Second, the lease in Stanley was a residential lease, whereas the parties in the instant case had entered into a commercial lease with detailed provisions concerning the rights of the parties upon default. It should be presumed that the parties who have entered into a commercial lease have negotiated at arm’s length and understand the results of their negotiations as memorialized in their written lease agreement. Thus, I do not believe the defendant in the instant case *223misunderstood the notices it received from plaintiff. Defendant must have understood the provision in Section 26 of the Lease setting out the assumption that written notice from plaintiff which did not specifically terminate the Lease was an election by the plaintiff to terminate possession only. Allowing the commercial lessor to go forward with summary ejectment in a situation such as this is consistent with the agreement that the parties had entered into.
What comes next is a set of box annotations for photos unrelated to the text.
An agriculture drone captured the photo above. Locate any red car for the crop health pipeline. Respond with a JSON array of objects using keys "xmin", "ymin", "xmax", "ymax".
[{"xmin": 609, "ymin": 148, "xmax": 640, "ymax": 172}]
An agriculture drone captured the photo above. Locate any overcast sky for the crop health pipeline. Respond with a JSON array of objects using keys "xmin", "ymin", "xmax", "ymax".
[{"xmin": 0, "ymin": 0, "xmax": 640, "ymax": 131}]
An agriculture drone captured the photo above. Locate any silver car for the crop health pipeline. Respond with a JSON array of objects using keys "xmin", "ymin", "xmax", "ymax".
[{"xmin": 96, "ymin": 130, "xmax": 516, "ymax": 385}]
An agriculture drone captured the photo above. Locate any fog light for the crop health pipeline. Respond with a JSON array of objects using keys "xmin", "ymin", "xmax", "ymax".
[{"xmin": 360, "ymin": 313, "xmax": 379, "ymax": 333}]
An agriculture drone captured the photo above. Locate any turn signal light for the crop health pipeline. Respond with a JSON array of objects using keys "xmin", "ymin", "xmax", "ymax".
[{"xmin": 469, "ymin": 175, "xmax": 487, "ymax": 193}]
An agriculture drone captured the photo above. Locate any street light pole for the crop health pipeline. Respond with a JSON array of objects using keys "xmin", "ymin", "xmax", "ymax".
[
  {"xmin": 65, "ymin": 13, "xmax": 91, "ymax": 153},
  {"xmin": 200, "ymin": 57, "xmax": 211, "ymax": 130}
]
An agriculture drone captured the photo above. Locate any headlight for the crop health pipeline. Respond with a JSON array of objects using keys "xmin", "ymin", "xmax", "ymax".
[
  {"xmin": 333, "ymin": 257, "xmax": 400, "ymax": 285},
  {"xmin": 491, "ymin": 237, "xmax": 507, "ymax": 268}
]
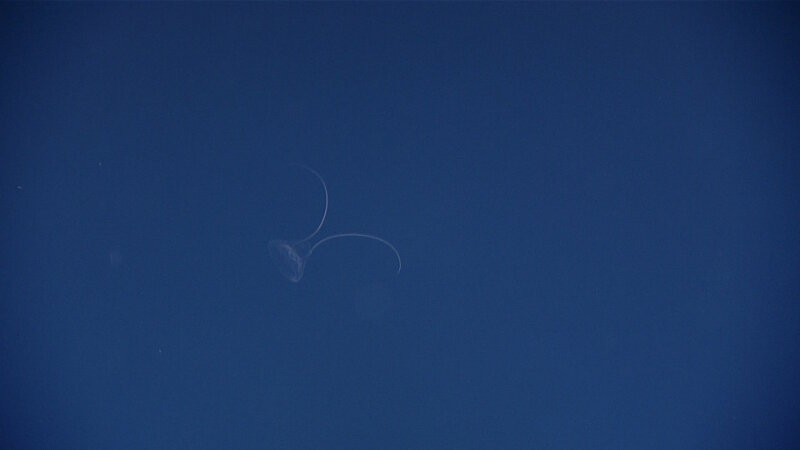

Thus, I believe plaintiff met the required obligations for it to institute a summary ejectment action.
For the foregoing reasons, although I concur with Parts I, II, and that portion of Part III dealing with plaintiff’s cross-assignment of error, I respectfully dissent from that portion of Part III of the majority opinion holding that plaintiff failed to effectively terminate defendant’s leasehold estate. I would, therefore, affirm the trial court’s grant of summary judgment for plaintiff.

. In addition to these three occasions (letters dated 27 July 1999; 13 October 1999 and 10 November 1999), there was evidence of at least two prior defaults by tenant: (1) an amendment to the Lease by a Letter Agreement dated 24 July 1996, where the Tenant acknowledged an indebtedness of past due rent to the Landlord and agreed to a payment schedule to retire this indebtedness and (2) the Lease Amendment dated 10 February 1997 wherein the Tenant acknowledged that it was in default under both the Lease and the Letter Agreement and agreed to make past due rent payments for December 1996 and January 1997, and made acknowledgment of an indebtedness due the Landlord in the amount of $179,825.56. Except as specifically modified by the Lease Amendment, the Lease (including all default provisions) remained in full force and effect.